The Michigan woman whose ex-husband could face prison time for snooping through her e-mails is firing back at what she says are sympathetic portrayals of her ex.
"He violated my privacy. I was violated," Clara Walker said in an exclusive interview with "Nightline's" Bill Weir. "It's all about him right now... because he's making it all about him. He forgot what he did.
Walker's ex, Leon Walker, faces a charge of felony misuse of a computer. If convicted, he could face up to five years in prison.
Leon Walker, who is Clara Walker's third husband, said he logged into her Gmail account last summer because he was worried about how his wife's affair with another man -- her second husband -- was affecting their daughter.
Clara Walker also has a son with her first husband.
"I knew she was involving her son in her relationship with (her second husband). And I was very concerned that she was also doing the same thing with our daughter," Leon Walker told "Nightline."
This is Michigan's first criminal prosecution for snooping through a spouse's e-mails. So far, two Michigan judges have refused to toss out the charges in the potentially precedent-setting case.
"It's outrageous. It's insane," Leon Walker told ABC News.
Walker, 33, said it was easy for him to log in because his wife kept the password in a book next to the computer -- something that Clara Walker denies.
Prosecutors contend that Walker -- who is a computer technician -- illegally hacked into his wife's computer after she had filed for divorce, but Walker's lawyer calls the prosecution's claim an overzealous application of a law meant to protect trade secrets and credit card data.

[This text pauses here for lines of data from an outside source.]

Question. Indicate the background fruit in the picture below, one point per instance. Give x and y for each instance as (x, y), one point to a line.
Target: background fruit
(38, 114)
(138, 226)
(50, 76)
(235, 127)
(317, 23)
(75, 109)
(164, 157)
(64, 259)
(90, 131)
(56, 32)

"People who live under the same roof, be they married or not, and who share a computer -- as in this instance -- they may have some personal privacy lines that they adhere to. And if they don't, that's between the two individuals," defense attorney Leon Weiss said.
"The word 'e-mail' does not appear in this statute. This is an anti-hacking statute," Weiss said. "It does not, in any way, shape or form encompass reading somebody's e-mail."
Prosecutors scoff at defense claims that Walker is a victim.
"Apparently, they are trying the case in the media, because they are not doing so well in the courts," Oakland County prosecutor Jessica Cooper said in a statement.
Will This Case Set a Precedent for Future Privacy Cases?
While Walker's case is a first for Michigan, it is not the first time the privacy between a husband and wife has become a matter for the courts. Some legal analysts say federal privacy laws can be understood to mean that even with a shared computer, password protected e-mail accounts are private, unless one of the parties allows access.
"The law is a simple unauthorized access law: It prohibits unauthorized viewing of someone else's password-protected files," said Orin Kerr, an Internet legal expert.
And experts say the same law could theoretically apply to other forms of communication, including a letter addressed to your spouse.
"If you give them permission, you can do anything you want to. But if you don't, it might be a crime," said Perry Aftab, a privacy lawyer.
Walker will face trial Feb. 14 in a case that could set bold new boundaries in the murky area of privacy between a husband and a wife.